Zurückweisung der Nichtzulassungsbeschwerde betreffend die fristlose Kündigung eines Arbeitsverhältnisses wegen einer Boykottdrohung mangels grundsätzlicher Bedeutung

Normenkette:

ZPO § 543 Abs. 2 ; BGB § 626a ;

Gründe:

Die Beschwerde des Klägers gegen die Nichtzulassung der Revision in dem Urteil des 9. Zivilsenats des Oberlandesgerichts Celle vom 26. April 2006 wird zurückgewiesen, weil keiner der im Gesetz (§ 543 Abs. 2 ZPO ) vorgesehenen Gründe vorliegt, nach denen der Senat die Revision zulassen darf. Der Rechtsstreit der Parteien hat weder grundsätzliche Bedeutung, noch erfordert er eine Entscheidung des Revisionsgerichts zur Fortbildung des Rechts oder zur Sicherung einer einheitlichen Rechtsprechung.

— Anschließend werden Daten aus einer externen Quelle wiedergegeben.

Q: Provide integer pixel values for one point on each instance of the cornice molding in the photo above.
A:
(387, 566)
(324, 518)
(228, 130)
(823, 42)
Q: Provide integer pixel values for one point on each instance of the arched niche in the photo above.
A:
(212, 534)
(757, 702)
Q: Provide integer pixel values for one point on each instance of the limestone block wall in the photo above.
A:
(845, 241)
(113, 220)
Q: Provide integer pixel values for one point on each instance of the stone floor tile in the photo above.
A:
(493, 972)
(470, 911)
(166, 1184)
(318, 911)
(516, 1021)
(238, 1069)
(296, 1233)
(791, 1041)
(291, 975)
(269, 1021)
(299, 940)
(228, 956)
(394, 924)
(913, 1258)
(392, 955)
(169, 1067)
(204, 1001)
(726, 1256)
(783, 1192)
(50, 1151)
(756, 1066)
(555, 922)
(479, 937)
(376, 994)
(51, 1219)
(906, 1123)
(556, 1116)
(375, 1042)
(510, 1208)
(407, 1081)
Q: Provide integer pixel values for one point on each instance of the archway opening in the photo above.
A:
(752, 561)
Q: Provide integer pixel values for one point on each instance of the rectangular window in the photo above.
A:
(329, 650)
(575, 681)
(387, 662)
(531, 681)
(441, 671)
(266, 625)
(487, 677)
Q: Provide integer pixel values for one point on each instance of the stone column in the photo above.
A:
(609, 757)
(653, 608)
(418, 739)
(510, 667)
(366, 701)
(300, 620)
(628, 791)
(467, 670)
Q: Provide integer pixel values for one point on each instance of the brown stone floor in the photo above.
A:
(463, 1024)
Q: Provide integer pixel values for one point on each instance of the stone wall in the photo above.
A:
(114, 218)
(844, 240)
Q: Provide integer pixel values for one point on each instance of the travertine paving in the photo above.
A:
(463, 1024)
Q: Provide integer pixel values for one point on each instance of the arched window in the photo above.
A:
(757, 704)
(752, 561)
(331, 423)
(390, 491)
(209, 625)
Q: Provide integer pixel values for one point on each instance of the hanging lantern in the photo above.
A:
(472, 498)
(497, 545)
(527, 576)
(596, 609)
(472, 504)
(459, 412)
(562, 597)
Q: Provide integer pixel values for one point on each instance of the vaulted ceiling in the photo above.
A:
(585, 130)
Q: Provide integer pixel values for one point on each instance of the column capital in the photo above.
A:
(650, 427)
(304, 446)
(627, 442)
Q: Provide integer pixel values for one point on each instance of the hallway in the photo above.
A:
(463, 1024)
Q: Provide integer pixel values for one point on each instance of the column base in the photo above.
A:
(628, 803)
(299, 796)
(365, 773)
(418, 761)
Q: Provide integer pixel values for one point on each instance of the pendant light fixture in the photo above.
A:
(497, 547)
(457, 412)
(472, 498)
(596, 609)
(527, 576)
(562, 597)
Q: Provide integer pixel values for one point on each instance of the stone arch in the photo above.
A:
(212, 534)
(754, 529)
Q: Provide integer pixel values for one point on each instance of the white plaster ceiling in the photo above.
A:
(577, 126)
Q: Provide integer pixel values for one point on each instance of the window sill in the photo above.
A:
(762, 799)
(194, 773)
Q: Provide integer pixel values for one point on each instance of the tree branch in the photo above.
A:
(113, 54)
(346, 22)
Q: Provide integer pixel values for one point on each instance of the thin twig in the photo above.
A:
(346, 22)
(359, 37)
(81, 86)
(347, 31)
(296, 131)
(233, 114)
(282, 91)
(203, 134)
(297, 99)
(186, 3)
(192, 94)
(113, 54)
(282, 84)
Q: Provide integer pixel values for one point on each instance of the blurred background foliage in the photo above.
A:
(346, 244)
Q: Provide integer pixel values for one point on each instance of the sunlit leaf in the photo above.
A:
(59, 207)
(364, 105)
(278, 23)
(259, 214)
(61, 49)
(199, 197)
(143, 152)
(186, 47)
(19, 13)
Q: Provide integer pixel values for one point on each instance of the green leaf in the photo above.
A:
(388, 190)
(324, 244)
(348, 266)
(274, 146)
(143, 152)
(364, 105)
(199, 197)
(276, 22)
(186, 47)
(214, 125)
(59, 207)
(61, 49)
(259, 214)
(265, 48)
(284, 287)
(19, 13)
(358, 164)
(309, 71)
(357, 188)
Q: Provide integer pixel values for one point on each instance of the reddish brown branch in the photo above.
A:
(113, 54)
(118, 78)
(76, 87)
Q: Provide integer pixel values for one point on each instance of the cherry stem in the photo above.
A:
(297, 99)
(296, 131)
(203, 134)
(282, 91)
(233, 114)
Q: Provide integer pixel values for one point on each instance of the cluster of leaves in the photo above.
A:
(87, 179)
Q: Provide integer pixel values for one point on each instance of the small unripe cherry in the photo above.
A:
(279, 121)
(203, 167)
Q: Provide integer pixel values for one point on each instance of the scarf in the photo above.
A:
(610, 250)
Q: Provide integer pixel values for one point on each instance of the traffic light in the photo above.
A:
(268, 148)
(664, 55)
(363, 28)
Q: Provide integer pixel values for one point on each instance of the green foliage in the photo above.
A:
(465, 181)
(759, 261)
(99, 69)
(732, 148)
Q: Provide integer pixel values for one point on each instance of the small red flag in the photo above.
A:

Es kommt auf die Durchführbarkeit der vom Berufungsgericht als bewiesen angesehenen Boykottdrohung nicht an, weil sich - zumal in Verbindung mit der wenige Tage später ins Werk gesetzten Aussperrungsandrohung - schon in dem entsprechenden Versuch des gemeinsam mit dem Zeugen F. vorgehenden Klägers eine Verhaltensweise offenbart, die den Kläger als Führungspersönlichkeit ungeeignet erscheinen lässt, so dass es der Beklagten unzumutbar war, ihn nach der Abberufung weiter in ihren Diensten zu halten.

Von einer weiteren Begründung wird gemäß § 544 Abs. 4 Satz 2, 2. Halbsatz ZPO abgesehen.

Der Kläger trägt die Kosten des Beschwerdeverfahrens (§ 97 ZPO ).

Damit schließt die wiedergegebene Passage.